Published 12:00 am Saturday, October 4, 2014

SALISBURY — Jamal Lackey, a strong, silent linebacker from Davie County, still remembers the most amazing day of his football life.
It was 2010, and Lackey was a sophomore on a memorable team. After a 5-6 regular season, Davie County upset four straight playoff opponents and reached the 4A state championship game.
“I’ll never forget that day,” Lackey said. “We’re all sitting there in the locker room before that championship game with Hillside and coach (Devore) Holman and coach (Mike) Herndon just started slapping each other around. We didn’t know what was going on at first. We thought they were mad about something, but then we realized they were so hyped about being there they needed to hit somebody.”
Passion for football runs deep in Davie County. Mocksville’s Lackey has brought some of that orange pride and passion to the Catawba Indians. The sophomore was tremendous in last Saturday’s 35-33 loss to Carson-Newman. His breakout performance included 13 jarring tackles against a veer offense.
“He’s an unbelievable player and he was on the recruiting radar for me even before I came here,” Catawba coach Curtis Walker said. “Jamal kind of got our season jump-started with his interception for a touchdown at Davidson, and he’s one of our very best special teams players.”
Lackey’s role will be different Saturday when Catawba welcomes SAC foe Tusculum to Shuford Stadium at 1:30 p.m. Lackey won’t make 13 tackles, but he’ll be important in pass-rush and pass-coverage and in containing Tusculum’s mobile QB Malcolm Pendergrass.
Tusculum (1-3, 0-1 SAC) has run the ball 163 times — a lot more than usual — with 61 of those carries being by Pendergress, either on designed runs or improvisational scrambles.
“Tusculum had a great quarterback last year (Bo Cordell), who would try to beat you with his arm and head from the pocket,” Walker said. “They’ve replaced him with a better athlete. If this guy’s first read isn’t open, he just takes off. That’s difficult to defend. He can be trouble.”

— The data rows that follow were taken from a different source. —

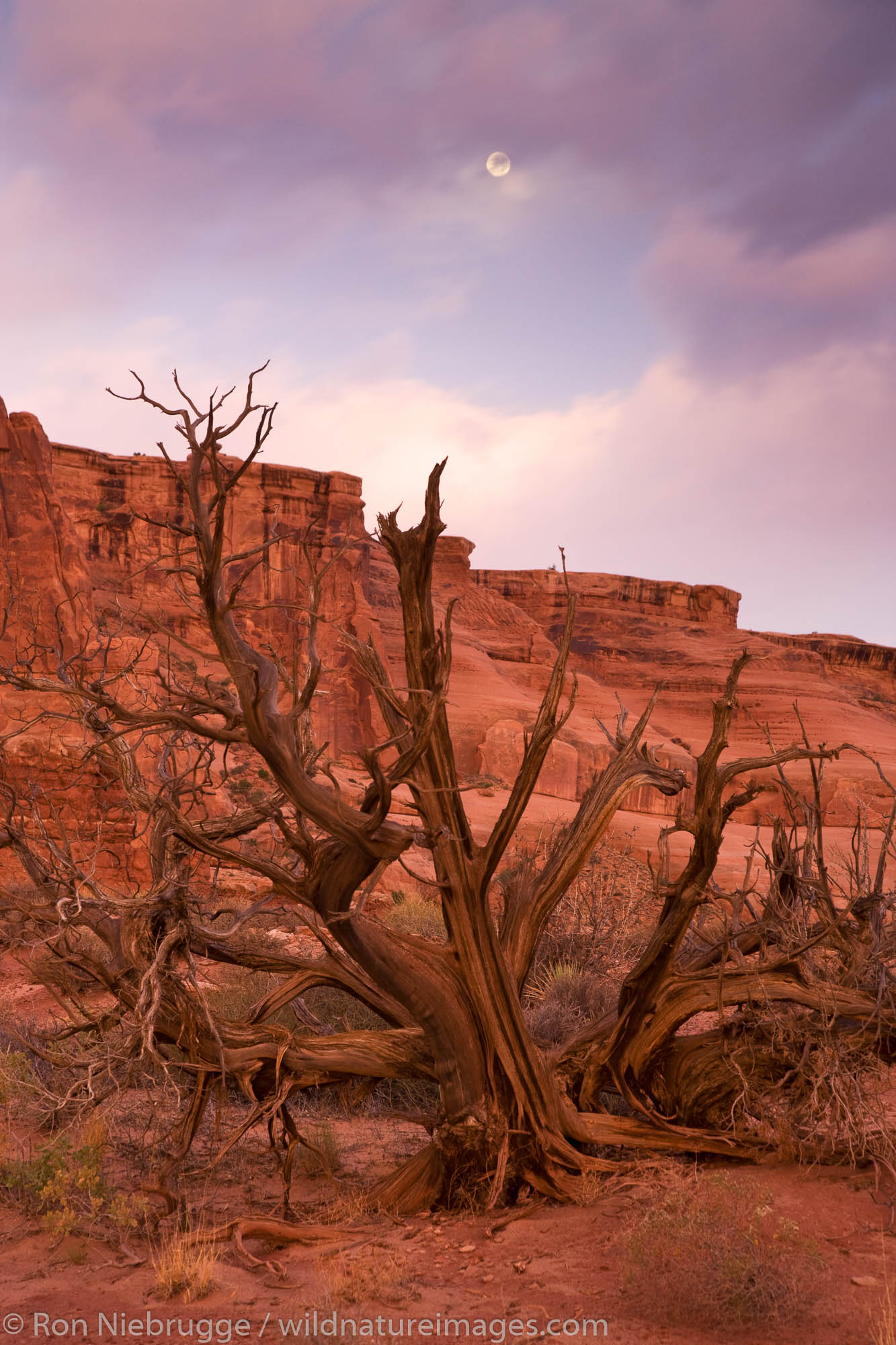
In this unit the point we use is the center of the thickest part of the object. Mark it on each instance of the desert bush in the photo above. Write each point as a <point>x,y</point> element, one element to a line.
<point>326,1156</point>
<point>67,1184</point>
<point>237,991</point>
<point>836,1098</point>
<point>589,942</point>
<point>417,917</point>
<point>376,1274</point>
<point>563,999</point>
<point>184,1266</point>
<point>710,1253</point>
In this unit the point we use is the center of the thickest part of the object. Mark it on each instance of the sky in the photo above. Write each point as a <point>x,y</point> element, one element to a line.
<point>663,341</point>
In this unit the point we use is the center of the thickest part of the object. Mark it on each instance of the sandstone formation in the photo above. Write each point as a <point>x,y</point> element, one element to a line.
<point>77,525</point>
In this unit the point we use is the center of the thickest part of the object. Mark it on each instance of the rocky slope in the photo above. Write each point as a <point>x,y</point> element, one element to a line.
<point>75,523</point>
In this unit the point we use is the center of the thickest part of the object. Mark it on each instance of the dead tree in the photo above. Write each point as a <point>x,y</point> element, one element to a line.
<point>165,722</point>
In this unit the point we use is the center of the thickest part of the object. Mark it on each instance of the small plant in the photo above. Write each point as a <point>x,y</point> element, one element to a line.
<point>65,1183</point>
<point>185,1266</point>
<point>709,1253</point>
<point>415,915</point>
<point>322,1155</point>
<point>372,1276</point>
<point>15,1075</point>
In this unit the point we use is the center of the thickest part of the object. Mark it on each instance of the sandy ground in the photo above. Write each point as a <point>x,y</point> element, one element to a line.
<point>561,1266</point>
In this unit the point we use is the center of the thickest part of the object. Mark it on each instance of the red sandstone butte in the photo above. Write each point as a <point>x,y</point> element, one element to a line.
<point>73,527</point>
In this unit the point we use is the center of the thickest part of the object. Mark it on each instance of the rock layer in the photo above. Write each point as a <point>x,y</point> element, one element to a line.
<point>77,527</point>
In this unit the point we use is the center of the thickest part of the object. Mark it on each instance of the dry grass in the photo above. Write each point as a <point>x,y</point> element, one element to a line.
<point>373,1274</point>
<point>415,915</point>
<point>709,1253</point>
<point>325,1159</point>
<point>184,1266</point>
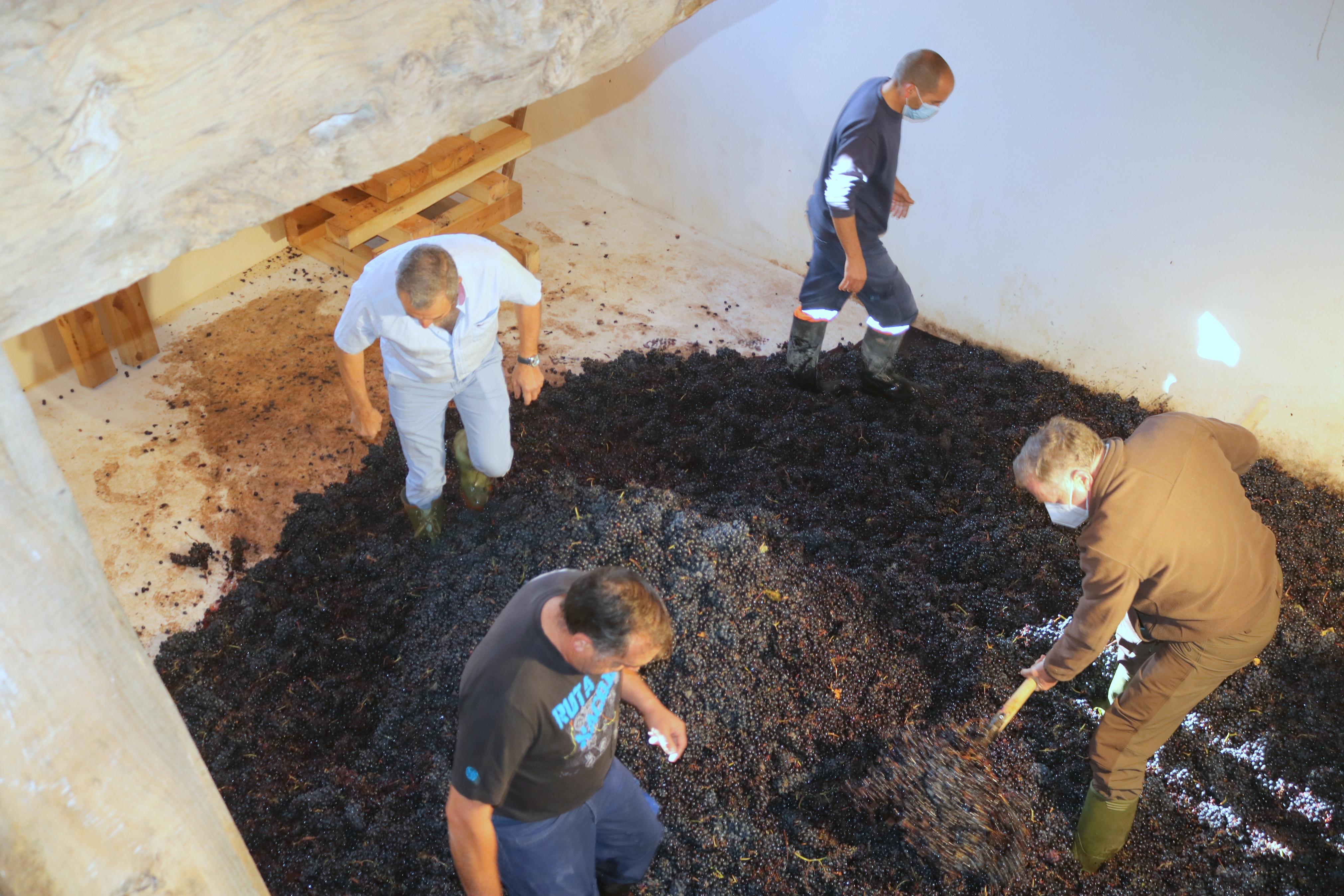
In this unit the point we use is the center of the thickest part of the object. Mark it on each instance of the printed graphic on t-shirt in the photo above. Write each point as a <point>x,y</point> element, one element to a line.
<point>588,715</point>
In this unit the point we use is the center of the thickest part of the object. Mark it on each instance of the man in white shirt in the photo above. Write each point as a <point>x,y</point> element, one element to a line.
<point>434,304</point>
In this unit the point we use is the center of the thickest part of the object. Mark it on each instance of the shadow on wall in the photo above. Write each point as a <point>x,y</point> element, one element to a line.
<point>627,82</point>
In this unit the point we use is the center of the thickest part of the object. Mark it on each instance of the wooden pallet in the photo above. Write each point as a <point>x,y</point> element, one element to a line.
<point>132,335</point>
<point>457,179</point>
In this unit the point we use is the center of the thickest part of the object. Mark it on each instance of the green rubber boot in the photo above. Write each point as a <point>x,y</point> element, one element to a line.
<point>1103,829</point>
<point>474,484</point>
<point>425,524</point>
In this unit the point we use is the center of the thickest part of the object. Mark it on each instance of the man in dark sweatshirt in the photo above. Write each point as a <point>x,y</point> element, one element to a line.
<point>1176,566</point>
<point>855,194</point>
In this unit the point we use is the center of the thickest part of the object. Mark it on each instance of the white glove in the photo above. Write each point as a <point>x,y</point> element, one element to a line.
<point>659,739</point>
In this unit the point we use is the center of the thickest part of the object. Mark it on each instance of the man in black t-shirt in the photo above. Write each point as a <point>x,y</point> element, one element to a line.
<point>538,800</point>
<point>851,201</point>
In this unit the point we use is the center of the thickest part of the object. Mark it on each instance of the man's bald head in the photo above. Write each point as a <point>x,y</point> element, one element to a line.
<point>926,70</point>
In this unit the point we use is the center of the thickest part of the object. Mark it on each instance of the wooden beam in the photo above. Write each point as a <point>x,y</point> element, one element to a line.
<point>488,187</point>
<point>514,121</point>
<point>443,158</point>
<point>132,331</point>
<point>88,348</point>
<point>104,788</point>
<point>448,155</point>
<point>373,217</point>
<point>521,248</point>
<point>305,225</point>
<point>351,198</point>
<point>475,217</point>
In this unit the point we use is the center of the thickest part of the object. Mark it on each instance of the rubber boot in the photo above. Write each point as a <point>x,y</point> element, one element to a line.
<point>878,375</point>
<point>474,484</point>
<point>804,350</point>
<point>1103,829</point>
<point>1117,684</point>
<point>425,524</point>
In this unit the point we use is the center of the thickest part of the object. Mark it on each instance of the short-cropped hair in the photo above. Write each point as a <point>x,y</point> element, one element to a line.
<point>924,69</point>
<point>427,273</point>
<point>611,605</point>
<point>1059,447</point>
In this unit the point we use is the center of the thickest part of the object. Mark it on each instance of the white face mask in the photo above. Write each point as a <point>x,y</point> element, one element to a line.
<point>924,113</point>
<point>1066,514</point>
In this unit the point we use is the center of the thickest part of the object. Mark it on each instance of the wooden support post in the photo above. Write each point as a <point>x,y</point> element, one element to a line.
<point>521,248</point>
<point>305,225</point>
<point>514,121</point>
<point>132,331</point>
<point>88,348</point>
<point>104,790</point>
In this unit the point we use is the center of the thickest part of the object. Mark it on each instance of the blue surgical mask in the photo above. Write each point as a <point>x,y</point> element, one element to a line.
<point>924,113</point>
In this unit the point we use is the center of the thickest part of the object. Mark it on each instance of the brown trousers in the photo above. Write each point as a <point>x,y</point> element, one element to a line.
<point>1172,676</point>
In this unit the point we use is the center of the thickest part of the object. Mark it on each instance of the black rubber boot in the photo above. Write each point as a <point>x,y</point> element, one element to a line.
<point>427,526</point>
<point>878,374</point>
<point>804,351</point>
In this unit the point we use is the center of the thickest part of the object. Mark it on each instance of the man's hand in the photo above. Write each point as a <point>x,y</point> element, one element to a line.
<point>471,837</point>
<point>855,276</point>
<point>670,726</point>
<point>901,201</point>
<point>1038,674</point>
<point>526,383</point>
<point>367,422</point>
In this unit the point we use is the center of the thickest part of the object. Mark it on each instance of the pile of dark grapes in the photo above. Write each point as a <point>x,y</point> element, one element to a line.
<point>843,574</point>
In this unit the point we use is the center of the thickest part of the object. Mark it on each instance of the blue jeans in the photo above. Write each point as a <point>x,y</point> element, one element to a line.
<point>613,835</point>
<point>420,410</point>
<point>892,306</point>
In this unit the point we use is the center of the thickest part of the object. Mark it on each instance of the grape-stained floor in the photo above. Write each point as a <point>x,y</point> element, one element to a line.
<point>242,409</point>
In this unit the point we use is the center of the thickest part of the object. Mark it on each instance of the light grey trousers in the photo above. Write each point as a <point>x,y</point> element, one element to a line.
<point>420,409</point>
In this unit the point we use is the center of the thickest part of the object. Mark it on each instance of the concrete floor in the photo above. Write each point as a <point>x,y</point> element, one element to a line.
<point>242,409</point>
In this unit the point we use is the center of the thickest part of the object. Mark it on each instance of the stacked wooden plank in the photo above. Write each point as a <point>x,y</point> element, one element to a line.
<point>88,346</point>
<point>459,178</point>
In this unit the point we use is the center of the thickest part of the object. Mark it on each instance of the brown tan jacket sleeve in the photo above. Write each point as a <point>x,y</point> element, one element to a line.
<point>1240,445</point>
<point>1109,590</point>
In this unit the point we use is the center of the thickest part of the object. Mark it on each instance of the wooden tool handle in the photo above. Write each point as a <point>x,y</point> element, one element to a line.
<point>1010,708</point>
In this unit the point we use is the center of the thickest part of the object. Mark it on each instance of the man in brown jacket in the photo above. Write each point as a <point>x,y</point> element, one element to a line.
<point>1176,566</point>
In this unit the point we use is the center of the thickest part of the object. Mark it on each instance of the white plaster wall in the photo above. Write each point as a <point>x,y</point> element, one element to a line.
<point>1103,177</point>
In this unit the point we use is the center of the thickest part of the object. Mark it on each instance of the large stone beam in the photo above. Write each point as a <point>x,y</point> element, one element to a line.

Catawba (2-2, 1-1) is getting excellent play from a lot of positions and may be as strong as it’s been in a half-dozen years. The Indians have a realistic chance to get on roll. Starting Saturday, they’ll play six straight games which will be either tossups or games in which Catawba is favored.
The immediate concern is injuries on a defensive unit that is not deep. Young guys had to step in and play earlier than expected last week, including Michael Peppers, a true freshman linebacker from Clemson, S.C.
Peppers played in a state championship game less than a year ago and is already making an impact.
“They told me they were going to throw me in the water and see how I responded,” Peppers said. “It’s football and people go down. You just try to step in and keep things like nothing’s changed. You don’t want to be the weak link.”
There was nothing weak about his performance against Carson-Newman. Peppers was in on nine tackles.
Placekicker Chad Hollandsworth also has been extra busy. He’s been called on for seven field-goal attempts already and has made four. He’s missed a couple the Indians needed him to make, but he’s also nailed two from beyond 40 yards.
“Sometimes you like to be left alone after you miss one,” Hollandsworth said. “But you also appreciate it when teammates tell you that it’s all right, that they know you’ll make the next one.”
The Indians are optimistic Hollandsworth will be attempting PATs, rather than field goals, on Saturday. Tusculum is coming off a 47-9 thrashing against Lenoir-Rhyne.
Catawba lost 43-25 at Tusculum a year ago, but Catawba still leads the all-time series 12-6.
This will be the last chance for fans to see Catawba at home before Oct. 25.